The medical providers of the CSU have been overwhelmingly supportive of the prescribing psychologist. Medical staff members are unanimous in their support for recruiting additional prescribing psychologists. Requests for medication consultations have quadrupled over the year that a prescribing psychologist has been available. The prescribing psychologist has been asked to aid in the differential diagnosis of inpatient cases and to provide medication recommendations to emergency room providers on an on-going basis. The position of Director of Behavior Health for the CSU was revised to specifically include duties related to the provision of psychotropic medication consultations and the advancement of mental health service integration with primary care services.

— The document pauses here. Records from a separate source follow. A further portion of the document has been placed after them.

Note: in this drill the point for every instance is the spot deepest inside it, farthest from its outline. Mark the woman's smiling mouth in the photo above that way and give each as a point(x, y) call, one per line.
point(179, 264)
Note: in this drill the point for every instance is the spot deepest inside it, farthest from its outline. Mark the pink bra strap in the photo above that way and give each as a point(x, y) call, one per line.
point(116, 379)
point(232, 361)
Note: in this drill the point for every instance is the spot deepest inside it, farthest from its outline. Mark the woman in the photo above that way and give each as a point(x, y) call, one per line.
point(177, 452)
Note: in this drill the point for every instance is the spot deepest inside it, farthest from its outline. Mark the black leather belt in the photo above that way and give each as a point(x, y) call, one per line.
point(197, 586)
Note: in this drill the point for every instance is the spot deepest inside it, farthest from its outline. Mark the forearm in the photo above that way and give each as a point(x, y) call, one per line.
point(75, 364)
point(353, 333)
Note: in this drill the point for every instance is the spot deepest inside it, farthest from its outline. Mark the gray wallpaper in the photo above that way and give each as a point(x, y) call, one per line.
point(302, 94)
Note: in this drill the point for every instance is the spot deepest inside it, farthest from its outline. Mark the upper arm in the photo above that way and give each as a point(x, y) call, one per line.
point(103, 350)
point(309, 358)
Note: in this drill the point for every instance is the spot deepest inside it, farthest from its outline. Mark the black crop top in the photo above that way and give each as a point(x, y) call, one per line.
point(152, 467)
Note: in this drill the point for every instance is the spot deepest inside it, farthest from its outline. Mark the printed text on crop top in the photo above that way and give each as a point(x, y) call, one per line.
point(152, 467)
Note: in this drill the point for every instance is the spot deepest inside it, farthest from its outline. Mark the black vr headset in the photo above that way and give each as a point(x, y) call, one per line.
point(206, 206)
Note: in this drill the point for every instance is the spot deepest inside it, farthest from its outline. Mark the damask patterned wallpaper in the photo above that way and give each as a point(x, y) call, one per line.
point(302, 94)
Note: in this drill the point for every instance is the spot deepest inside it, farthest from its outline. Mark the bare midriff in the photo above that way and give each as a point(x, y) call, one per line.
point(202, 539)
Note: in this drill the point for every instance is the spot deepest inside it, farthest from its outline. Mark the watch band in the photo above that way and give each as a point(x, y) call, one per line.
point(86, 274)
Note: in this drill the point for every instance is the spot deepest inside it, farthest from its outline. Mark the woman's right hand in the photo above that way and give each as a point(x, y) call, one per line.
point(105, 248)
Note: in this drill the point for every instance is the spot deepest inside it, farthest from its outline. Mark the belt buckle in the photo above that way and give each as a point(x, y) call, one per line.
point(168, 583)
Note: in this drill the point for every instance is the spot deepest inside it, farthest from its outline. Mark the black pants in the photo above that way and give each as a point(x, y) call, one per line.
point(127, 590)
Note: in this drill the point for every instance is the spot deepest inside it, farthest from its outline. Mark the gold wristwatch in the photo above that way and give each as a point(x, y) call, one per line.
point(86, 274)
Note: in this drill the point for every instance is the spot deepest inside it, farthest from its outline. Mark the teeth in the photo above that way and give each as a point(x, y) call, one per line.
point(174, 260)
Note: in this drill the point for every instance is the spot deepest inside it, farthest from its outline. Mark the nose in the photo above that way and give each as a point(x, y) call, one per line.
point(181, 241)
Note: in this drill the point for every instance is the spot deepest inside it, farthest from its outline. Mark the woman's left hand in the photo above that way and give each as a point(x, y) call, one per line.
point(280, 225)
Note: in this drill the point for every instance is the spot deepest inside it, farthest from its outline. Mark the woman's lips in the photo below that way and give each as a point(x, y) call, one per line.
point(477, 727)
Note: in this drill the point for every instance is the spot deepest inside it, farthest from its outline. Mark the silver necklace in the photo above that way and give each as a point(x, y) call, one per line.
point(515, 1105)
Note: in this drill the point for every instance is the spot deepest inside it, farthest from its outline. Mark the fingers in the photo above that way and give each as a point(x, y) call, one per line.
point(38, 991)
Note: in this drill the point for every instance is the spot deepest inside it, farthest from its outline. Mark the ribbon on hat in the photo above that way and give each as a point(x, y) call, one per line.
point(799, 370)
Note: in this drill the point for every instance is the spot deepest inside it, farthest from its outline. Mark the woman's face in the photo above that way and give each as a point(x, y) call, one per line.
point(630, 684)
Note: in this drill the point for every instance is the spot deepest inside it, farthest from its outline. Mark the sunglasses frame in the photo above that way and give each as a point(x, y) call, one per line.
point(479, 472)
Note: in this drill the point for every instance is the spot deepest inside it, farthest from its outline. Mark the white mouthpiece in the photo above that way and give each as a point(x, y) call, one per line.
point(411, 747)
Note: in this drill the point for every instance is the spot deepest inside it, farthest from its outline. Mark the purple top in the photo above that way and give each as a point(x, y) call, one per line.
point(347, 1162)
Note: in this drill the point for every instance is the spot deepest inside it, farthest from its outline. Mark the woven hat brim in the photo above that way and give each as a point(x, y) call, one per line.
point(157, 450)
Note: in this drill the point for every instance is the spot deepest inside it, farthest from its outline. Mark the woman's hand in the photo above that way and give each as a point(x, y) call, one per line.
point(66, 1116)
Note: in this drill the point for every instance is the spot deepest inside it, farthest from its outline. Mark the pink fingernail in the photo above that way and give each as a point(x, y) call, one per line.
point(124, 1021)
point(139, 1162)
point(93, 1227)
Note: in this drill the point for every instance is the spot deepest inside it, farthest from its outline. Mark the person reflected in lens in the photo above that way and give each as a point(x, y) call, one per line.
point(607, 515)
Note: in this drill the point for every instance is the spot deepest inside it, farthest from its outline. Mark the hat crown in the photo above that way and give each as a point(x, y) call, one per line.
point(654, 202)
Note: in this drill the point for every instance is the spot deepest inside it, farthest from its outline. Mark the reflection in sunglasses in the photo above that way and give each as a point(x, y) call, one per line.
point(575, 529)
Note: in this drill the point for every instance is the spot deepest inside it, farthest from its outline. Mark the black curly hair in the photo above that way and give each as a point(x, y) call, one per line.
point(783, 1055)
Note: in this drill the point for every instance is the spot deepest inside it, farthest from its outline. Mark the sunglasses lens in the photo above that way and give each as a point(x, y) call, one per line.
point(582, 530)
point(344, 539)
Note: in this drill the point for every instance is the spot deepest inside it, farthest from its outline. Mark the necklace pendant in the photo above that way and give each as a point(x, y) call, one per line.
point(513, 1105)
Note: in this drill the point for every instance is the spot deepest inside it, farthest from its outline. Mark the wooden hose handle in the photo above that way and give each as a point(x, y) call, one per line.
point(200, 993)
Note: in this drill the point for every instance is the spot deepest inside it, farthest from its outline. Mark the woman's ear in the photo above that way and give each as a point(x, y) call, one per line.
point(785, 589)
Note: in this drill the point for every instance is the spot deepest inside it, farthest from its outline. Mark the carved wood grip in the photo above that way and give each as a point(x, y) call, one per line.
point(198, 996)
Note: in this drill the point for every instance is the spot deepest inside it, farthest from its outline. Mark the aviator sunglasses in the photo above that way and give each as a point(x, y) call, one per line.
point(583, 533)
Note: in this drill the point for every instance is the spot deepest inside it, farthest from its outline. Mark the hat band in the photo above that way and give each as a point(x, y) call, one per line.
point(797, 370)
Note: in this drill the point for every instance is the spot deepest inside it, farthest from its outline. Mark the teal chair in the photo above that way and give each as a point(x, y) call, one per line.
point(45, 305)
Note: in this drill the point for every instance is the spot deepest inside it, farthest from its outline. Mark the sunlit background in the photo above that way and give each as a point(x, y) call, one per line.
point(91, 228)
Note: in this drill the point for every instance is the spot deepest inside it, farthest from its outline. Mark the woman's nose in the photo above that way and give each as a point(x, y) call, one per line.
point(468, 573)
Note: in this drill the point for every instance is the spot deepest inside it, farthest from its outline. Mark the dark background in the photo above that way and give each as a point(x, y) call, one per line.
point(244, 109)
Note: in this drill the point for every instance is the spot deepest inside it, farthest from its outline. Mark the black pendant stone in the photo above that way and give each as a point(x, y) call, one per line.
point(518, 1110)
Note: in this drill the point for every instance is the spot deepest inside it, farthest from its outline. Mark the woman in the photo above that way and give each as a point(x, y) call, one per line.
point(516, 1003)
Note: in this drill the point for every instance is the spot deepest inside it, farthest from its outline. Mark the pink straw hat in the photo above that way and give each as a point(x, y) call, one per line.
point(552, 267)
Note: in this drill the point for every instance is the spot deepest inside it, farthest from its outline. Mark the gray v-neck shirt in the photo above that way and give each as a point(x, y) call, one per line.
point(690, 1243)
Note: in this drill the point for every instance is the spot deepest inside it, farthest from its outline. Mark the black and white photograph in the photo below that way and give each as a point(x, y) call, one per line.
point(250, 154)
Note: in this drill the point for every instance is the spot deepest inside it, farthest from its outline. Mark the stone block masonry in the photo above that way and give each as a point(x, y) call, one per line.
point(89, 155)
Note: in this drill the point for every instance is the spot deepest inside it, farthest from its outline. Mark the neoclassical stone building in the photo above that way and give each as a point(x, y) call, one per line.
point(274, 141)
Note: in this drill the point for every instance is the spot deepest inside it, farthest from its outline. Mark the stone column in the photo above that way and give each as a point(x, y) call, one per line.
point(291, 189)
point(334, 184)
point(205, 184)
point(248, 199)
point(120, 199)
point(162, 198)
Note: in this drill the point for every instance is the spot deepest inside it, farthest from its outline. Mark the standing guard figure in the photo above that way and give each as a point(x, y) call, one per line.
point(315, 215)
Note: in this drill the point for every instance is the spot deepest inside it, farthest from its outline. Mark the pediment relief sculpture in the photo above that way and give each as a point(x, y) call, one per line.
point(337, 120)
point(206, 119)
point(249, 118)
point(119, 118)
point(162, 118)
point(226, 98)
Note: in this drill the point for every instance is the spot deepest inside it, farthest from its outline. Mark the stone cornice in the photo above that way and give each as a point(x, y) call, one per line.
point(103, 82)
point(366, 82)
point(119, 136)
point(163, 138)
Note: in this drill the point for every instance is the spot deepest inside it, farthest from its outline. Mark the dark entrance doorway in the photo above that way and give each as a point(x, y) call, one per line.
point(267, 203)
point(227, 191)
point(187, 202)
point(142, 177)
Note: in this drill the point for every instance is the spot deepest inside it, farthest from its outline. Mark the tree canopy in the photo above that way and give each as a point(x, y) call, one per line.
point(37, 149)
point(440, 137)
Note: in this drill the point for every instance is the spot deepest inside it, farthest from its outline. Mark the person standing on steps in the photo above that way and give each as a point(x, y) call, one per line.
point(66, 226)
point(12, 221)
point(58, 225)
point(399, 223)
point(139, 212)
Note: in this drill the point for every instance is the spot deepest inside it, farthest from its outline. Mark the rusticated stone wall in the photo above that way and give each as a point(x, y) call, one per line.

The problems of distance and weather often make it difficult for patients to keep appointments. The consulting psychiatrist considers the prescribing psychologist to be a valuable resource in providing medication refills for his patients and in providing follow up for laboratory orders. The continuous availability of an on-site prescribing psychologist also fosters timely and effective communication with psychiatry patients regarding medication interactions and side effects.

Future Plans and Conclusion

As funding becomes available, additional prescribing psychologists will be recruited at CSU to meet the goal of having a full time prescribing psychologist available to every primary care team. The Indian Health Service is also recruiting prescribing psychologists to work in other IHS facilities. With more personnel, we look forward to initiating outcome research that would document the increased effectiveness and cost savings related to utilizing prescribing psychologists. Until that point, anecdotal evidence of both clinical effectiveness and organizational acceptance is the best we can offer.